Come nel mio caso, i gommoni trasportano clandestini e tabacchi nell'ordine di circa dieci clandestini e 20/50 scatole di sigarette per viaggio». «Una volta - ha detto - un gommone è riuscito a scappare e a bordo c'erano anche tre 'barboni' indicati come terroristi; nel giugno del 2016 ho incontrato un tunisino di nome Ahmed e so per certo che è ricercato in Tunisia per terrorismo ed è arrivato in Italia da qualche mese. Attualmente dovrebbe vivere a Palermo insieme a suo fratello più giovane e ad una ragazza di nome Ameni, forse tunisina. Ha aiutato diversi terroristi a espatriare pare verso l'Italia e per questo motivo - ha spiegato - ritengo che sia egli stesso un terrorista».
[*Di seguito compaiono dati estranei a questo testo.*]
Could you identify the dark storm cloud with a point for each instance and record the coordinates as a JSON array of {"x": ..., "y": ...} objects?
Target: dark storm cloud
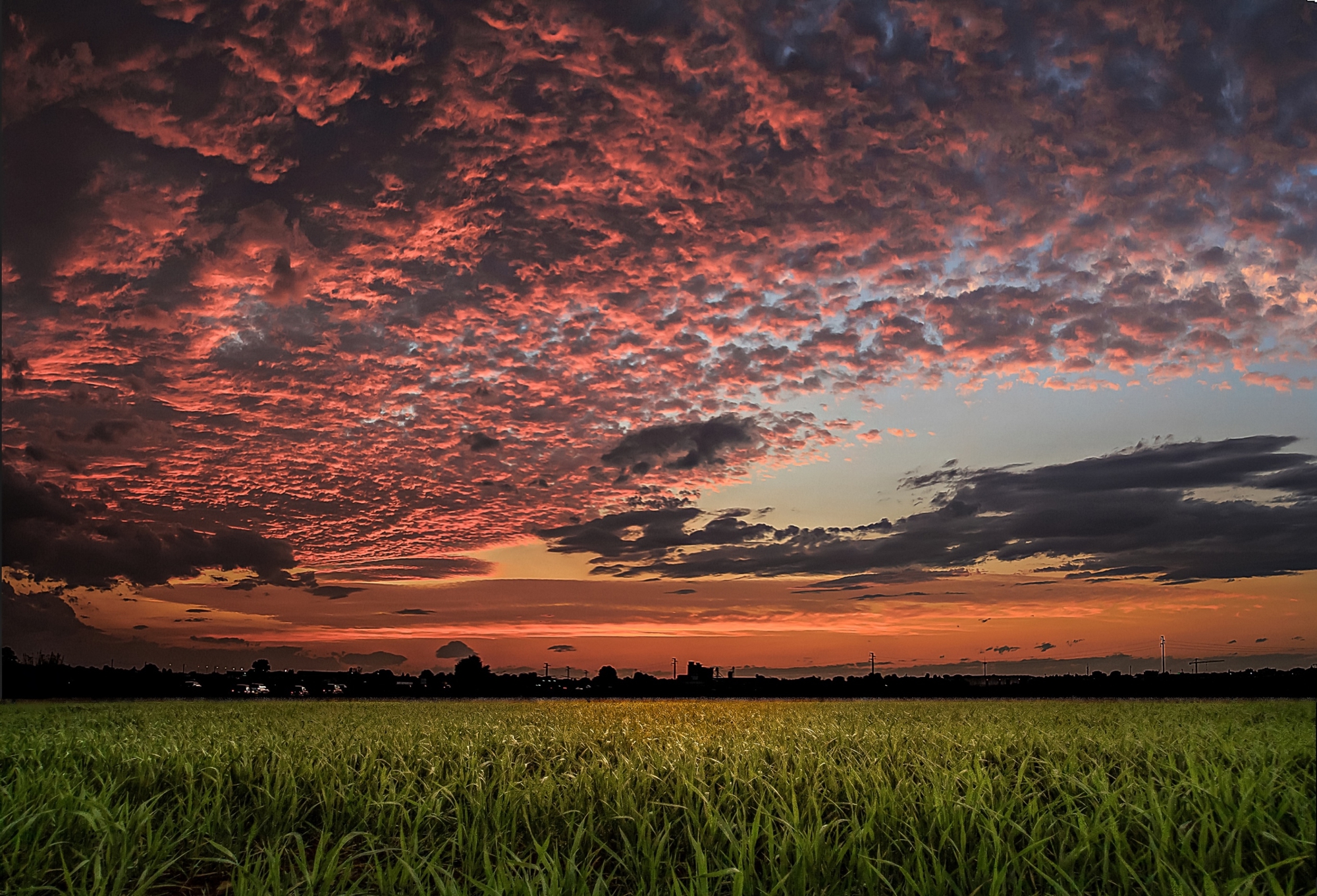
[
  {"x": 40, "y": 621},
  {"x": 82, "y": 543},
  {"x": 682, "y": 446},
  {"x": 404, "y": 569},
  {"x": 334, "y": 592},
  {"x": 454, "y": 650},
  {"x": 1129, "y": 514},
  {"x": 460, "y": 246}
]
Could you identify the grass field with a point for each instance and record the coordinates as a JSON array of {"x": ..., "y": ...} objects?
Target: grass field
[{"x": 658, "y": 797}]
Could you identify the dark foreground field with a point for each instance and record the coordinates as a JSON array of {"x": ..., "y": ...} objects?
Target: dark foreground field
[{"x": 658, "y": 797}]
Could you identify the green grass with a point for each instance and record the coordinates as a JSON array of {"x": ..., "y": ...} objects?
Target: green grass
[{"x": 658, "y": 797}]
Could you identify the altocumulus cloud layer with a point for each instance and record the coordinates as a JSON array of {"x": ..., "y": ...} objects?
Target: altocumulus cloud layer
[
  {"x": 385, "y": 281},
  {"x": 1132, "y": 514}
]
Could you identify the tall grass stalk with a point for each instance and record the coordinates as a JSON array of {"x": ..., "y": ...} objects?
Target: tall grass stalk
[{"x": 658, "y": 797}]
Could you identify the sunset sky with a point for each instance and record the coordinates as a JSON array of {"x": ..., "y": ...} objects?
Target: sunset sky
[{"x": 762, "y": 335}]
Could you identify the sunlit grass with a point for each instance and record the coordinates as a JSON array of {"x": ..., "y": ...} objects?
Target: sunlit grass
[{"x": 658, "y": 797}]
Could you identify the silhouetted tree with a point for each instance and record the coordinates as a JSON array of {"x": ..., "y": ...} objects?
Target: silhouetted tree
[{"x": 471, "y": 671}]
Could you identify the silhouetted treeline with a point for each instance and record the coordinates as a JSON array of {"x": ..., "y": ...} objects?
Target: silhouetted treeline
[{"x": 49, "y": 677}]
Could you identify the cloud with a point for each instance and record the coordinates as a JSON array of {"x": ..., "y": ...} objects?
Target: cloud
[
  {"x": 524, "y": 252},
  {"x": 454, "y": 650},
  {"x": 401, "y": 569},
  {"x": 373, "y": 660},
  {"x": 334, "y": 592},
  {"x": 682, "y": 446},
  {"x": 82, "y": 543},
  {"x": 1129, "y": 514}
]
L'organizzazione criminale. «L'associazione, stabilmente operante in territorio italiano e tunisino attraverso una rete logistica alimentata con gli ingenti proventi delle attività delittuose perpetrate, curava anche l'espatrio dalla Tunisia di soggetti ricercati dalle locali Autorità e Forze di Polizia e incrementava i propri illeciti guadagni implementando la descritta condotta delittuosa con costanti attività di contrabbando di tabacchi lavorati esteri, distribuiti nel territorio palermitano attraverso la preziosa mediazione esperita dagli associati italiani», spiegano gli investigatori. «Gli ingenti guadagni ricavati dalla struttura associativa - continuano - dopo essere confluiti nella cassa comune del sodalizio venivano in parte riutilizzati per il rifinanziamento della struttura operativa e logistica - tra l'altro per l'acquisizione di nuovi natanti in caso di fuori uso e/o sequestro dovuto alle attività repressive delle forze di polizia, ovvero per il pagamento delle spese legali dei membri sottoposti a processo - e in altra considerevole parte per alimentare e gestire l'attività d'intermediazione finanziaria esercitata abusivamente nei confronti dei connazionali tunisini».